Sometimes now he went out with the new gun, looking for something to take a shot at, a squirrel or rabbit or just some posted sign two or three years old. Occasionally he would leave the road and wander in the woods awhile, trying to lose himself as he'd always been lost when he'd hunted with his father in his childhood. It was difficult here. Every few rods he would come to a break from which he could look down at the familiar valley, the viaduct, the frozen river and still, dark pines. (Higher on the mountain, up beyond the Spragues' house, there would be no such breaks; but he disliked it up there. The ground rose too steeply, the brush was too thickly tangled; the mist and darkness made him uncomfortable.) For the most part as he moved through snow and trees, the shotgun broken over his arm, on safety, he hardly remembered that he'd come here to hunt; he simply walked, watching the ground for whatever he might see there, admiring ice-beaded weeds and branches, observing how the sun struck on patches of snow that had melted and refrozen to a glaze. He was not himself.

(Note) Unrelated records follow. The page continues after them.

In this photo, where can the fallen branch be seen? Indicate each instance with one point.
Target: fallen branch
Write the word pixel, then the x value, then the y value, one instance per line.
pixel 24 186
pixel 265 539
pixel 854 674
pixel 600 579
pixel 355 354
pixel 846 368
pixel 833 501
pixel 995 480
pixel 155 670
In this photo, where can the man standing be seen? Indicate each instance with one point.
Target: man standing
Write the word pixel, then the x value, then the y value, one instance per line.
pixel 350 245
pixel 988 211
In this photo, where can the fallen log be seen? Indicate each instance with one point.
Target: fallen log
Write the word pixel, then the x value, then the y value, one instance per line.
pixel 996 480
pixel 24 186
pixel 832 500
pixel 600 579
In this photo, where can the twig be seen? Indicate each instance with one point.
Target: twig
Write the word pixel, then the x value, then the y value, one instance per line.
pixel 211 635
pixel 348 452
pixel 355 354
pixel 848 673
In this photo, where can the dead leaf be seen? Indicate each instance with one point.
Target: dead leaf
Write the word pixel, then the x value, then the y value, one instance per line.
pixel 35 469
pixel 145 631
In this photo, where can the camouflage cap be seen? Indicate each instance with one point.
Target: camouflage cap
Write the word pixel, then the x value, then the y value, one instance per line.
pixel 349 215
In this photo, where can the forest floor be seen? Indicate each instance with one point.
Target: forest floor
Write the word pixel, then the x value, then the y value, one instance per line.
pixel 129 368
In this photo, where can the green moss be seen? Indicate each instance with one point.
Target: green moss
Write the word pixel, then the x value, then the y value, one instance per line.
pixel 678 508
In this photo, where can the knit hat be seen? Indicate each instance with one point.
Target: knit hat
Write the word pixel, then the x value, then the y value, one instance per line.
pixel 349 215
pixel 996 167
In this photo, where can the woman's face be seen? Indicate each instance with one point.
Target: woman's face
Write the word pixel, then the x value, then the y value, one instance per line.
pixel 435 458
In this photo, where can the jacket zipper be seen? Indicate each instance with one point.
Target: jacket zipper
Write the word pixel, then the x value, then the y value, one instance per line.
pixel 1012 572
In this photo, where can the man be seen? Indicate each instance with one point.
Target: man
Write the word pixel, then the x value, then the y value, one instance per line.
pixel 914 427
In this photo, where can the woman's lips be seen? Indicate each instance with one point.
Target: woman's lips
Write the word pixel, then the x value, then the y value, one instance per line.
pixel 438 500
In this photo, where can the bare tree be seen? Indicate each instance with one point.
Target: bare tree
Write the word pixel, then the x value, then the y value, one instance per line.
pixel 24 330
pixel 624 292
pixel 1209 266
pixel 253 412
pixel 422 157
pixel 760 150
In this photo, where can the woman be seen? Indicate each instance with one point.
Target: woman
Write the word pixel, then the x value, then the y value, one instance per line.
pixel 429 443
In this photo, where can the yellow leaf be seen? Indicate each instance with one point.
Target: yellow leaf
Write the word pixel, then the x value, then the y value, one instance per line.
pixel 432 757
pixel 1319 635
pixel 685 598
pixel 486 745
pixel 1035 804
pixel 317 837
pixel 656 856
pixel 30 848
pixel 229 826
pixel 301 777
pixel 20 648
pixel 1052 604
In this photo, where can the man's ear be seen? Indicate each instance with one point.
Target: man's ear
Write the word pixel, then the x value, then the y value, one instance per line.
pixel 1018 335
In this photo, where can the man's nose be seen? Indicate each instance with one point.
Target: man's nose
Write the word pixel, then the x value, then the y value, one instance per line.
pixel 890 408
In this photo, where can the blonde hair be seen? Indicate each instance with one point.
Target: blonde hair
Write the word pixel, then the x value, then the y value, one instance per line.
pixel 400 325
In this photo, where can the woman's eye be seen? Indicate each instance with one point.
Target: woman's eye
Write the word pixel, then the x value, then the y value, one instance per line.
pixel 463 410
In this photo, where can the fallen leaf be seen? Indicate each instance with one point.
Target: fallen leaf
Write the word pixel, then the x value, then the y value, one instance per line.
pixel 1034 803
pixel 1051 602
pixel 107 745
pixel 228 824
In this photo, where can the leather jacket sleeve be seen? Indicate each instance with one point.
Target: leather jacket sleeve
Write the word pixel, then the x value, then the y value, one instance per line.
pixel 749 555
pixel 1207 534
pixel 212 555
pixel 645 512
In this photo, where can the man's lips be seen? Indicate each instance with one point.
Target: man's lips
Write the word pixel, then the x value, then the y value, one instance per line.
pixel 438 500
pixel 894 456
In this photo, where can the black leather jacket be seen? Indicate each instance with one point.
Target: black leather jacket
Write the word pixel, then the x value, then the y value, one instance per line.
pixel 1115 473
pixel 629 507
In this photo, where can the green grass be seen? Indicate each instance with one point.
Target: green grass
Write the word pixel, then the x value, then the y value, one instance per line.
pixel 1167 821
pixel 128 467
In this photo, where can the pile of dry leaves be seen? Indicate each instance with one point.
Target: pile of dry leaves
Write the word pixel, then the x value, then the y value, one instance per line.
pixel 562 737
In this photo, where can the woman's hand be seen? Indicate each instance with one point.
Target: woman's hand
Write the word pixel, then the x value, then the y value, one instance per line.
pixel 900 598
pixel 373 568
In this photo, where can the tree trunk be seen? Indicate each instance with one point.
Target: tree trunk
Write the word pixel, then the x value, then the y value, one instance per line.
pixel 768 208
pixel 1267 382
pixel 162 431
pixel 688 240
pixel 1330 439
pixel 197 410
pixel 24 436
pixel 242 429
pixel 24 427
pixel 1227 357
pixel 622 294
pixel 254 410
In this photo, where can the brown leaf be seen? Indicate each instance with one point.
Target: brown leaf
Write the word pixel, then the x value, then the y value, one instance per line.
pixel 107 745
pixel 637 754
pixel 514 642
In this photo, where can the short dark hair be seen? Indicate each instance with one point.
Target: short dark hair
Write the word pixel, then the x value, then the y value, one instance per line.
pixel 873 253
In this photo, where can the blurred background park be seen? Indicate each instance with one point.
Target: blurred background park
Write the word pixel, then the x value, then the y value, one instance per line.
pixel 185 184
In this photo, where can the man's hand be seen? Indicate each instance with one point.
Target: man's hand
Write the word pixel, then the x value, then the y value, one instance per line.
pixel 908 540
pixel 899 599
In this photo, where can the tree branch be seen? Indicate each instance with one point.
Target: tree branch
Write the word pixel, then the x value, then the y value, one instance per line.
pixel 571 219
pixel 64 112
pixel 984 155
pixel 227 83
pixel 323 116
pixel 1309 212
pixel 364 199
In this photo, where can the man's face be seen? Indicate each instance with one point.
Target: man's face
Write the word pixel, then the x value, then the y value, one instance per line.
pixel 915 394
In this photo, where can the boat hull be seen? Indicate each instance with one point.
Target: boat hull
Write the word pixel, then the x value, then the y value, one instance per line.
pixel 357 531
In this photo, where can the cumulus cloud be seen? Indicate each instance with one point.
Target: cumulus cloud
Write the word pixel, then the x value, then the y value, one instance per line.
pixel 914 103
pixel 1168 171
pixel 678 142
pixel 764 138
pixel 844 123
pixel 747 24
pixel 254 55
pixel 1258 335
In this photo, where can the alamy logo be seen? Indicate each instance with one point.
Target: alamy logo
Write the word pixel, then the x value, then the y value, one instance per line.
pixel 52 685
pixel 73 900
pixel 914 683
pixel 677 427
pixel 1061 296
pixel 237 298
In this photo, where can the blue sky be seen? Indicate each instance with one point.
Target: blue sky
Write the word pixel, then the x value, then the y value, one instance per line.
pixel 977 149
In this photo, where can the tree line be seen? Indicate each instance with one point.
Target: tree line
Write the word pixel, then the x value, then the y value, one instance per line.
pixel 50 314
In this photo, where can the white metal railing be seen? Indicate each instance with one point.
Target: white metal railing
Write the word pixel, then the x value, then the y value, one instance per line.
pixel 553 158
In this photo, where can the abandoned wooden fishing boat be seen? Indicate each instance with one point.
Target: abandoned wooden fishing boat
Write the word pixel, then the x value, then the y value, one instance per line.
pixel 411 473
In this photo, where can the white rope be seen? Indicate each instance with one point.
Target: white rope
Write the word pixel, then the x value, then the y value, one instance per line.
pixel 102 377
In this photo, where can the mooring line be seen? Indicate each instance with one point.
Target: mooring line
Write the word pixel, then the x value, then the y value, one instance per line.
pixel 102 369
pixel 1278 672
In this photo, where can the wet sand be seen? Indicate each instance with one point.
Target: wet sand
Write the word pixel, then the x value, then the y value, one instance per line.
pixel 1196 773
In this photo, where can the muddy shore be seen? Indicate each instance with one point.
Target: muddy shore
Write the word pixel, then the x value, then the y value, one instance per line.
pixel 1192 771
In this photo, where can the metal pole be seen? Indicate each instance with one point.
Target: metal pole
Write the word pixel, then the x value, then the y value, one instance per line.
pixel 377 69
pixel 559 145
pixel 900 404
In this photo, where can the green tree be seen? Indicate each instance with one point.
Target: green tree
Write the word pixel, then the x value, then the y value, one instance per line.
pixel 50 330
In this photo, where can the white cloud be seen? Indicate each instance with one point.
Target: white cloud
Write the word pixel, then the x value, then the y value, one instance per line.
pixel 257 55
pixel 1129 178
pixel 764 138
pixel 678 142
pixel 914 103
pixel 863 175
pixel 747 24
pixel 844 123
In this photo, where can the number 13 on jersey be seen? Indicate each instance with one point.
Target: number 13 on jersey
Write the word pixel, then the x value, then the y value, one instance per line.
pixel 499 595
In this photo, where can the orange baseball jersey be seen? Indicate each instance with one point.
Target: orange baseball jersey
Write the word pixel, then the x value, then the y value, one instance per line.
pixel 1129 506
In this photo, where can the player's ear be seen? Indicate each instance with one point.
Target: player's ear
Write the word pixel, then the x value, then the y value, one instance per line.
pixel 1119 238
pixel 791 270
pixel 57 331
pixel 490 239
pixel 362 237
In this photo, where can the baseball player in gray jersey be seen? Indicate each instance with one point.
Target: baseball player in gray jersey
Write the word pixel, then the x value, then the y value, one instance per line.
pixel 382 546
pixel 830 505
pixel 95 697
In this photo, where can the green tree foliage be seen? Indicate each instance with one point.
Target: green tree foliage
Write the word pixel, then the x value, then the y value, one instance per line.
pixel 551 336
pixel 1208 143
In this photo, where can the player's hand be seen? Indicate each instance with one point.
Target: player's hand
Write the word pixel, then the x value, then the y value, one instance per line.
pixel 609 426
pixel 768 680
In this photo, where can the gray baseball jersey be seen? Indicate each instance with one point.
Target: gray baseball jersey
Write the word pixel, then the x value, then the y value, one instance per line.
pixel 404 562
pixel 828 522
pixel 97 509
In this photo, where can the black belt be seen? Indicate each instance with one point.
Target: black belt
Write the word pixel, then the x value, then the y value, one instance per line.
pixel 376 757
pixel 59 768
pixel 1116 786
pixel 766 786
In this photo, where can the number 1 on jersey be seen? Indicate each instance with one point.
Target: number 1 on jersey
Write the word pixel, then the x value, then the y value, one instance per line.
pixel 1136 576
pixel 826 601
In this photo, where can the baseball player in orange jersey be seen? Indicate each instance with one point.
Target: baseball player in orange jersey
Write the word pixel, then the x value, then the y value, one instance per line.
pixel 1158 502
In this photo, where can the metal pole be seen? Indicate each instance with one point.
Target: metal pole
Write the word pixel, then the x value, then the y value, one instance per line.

Once, half a mile above his house, he came upon John Pearson, also out walking with his gun. Snow was lightly falling, flake by flake. Mickelsson spotted him while still a long way off, up in a blue-shadowed grove, the black dog circling him, nose to the ground. After debating with himself, Mickelsson moved in Pearson's general direction. When he'd drawn near enough for the old man to see him, Mickelsson stopped, thought some more, then shouted hello. Pearson stopped moving and raised one hand to shade his eyes. “That you, Prafessor?” he called at last. The dog sat down not far from Pearson and scratched itself.

“Hello!” Mickelsson shouted again, stretching out the “o,” and waved. He continued climbing, keeping his eyes on the slippery, snowy rocks, holding the shotgun out far to one side and helping himself along by pulling with his left hand at saplings. They met on a flat open shelf overlooking the valley, a long-fallen maple tree rotting away in the middle of it, mounded in snow.